During the campaign, Donald Trump trashed the hawkish foreign policy of the second Bush White House. But now, he and his team are relying on the man most closely identified with that regime — Dick Cheney — to help ensure that Rex Tillerson is confirmed next year as Trump’s secretary of state.
As Republicans have voiced reservations about Tillerson’s relationship with Russian President Vladimir Putin, Cheney — himself a former oil executive, a longtime Tillerson friend, and perhaps the country’s most famous foreign policy hawk — is serving as a bridge between the Trump team and skeptical Republican senators.
It’s a scenario no one could have possibly foreseen: that one of the key architects of the Iraq War, which Trump slammed on the campaign trail, is now being enlisted as an emissary for a man Trump wants to help steer his ship of state.
Rick Dearborn, executive director of the Trump transition and a Senate veteran who served as chief of staff to Alabama Sen.

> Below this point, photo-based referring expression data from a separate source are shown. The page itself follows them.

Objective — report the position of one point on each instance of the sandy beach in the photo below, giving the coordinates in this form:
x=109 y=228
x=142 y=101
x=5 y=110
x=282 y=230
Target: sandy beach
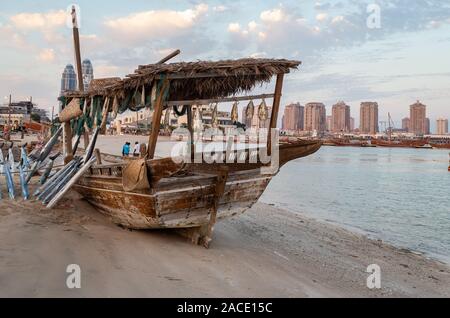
x=265 y=253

Jeff Sessions for more than a decade, is looking to leverage Cheney’s influence with key GOP senators, according to a transition aide.

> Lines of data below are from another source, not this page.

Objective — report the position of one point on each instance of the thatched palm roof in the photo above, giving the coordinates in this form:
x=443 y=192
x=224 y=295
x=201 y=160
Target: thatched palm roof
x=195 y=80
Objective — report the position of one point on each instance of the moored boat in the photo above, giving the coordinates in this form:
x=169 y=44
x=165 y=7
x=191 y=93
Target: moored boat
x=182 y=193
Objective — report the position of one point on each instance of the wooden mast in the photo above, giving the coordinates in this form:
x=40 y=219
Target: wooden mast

Another transition aide said Cheney’s imprimatur may serve as “a good housekeeping seal of approval” with Republican skeptics. And indeed, Florida Sen. Marco Rubio received a call from the former vice president earlier this week. The goal: “To move Marco the right way,” according to a source familiar with the conversation. Rubio will cast a pivotal vote on the Senate Foreign Relations Committee, which must approve the nomination before it proceeds to the full Senate.

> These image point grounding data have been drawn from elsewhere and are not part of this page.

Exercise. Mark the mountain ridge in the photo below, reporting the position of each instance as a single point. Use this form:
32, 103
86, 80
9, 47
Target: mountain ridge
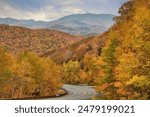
76, 24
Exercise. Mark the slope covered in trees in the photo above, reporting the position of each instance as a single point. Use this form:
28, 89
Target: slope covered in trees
117, 62
122, 70
27, 75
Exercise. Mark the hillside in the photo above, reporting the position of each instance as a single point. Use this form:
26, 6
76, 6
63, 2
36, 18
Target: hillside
76, 51
39, 41
77, 24
24, 23
83, 24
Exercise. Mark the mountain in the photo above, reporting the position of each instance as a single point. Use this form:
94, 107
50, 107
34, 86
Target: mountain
24, 23
39, 41
89, 46
83, 24
77, 24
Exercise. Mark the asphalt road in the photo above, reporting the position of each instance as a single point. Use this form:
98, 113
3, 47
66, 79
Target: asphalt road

The former vice president is also in close contact with senior Trump aides. Cheney speaks frequently with the vice president-elect, Indiana Gov. Mike Pence, who himself serves as a liaison between the president-elect and Capitol Hill, and who has said he hopes to model his vice presidency on Cheney’s.
“Mike relishes the advice,” said a senior transition aide, who added that Cheney is “willing to do what he’s asked” and “wants to be helpful” to the incoming administration.” The aide denied, however, that Cheney’s conversations were part of a coordinated effort between Trump Tower and Capitol Hill to push for Tillerson’s confirmation.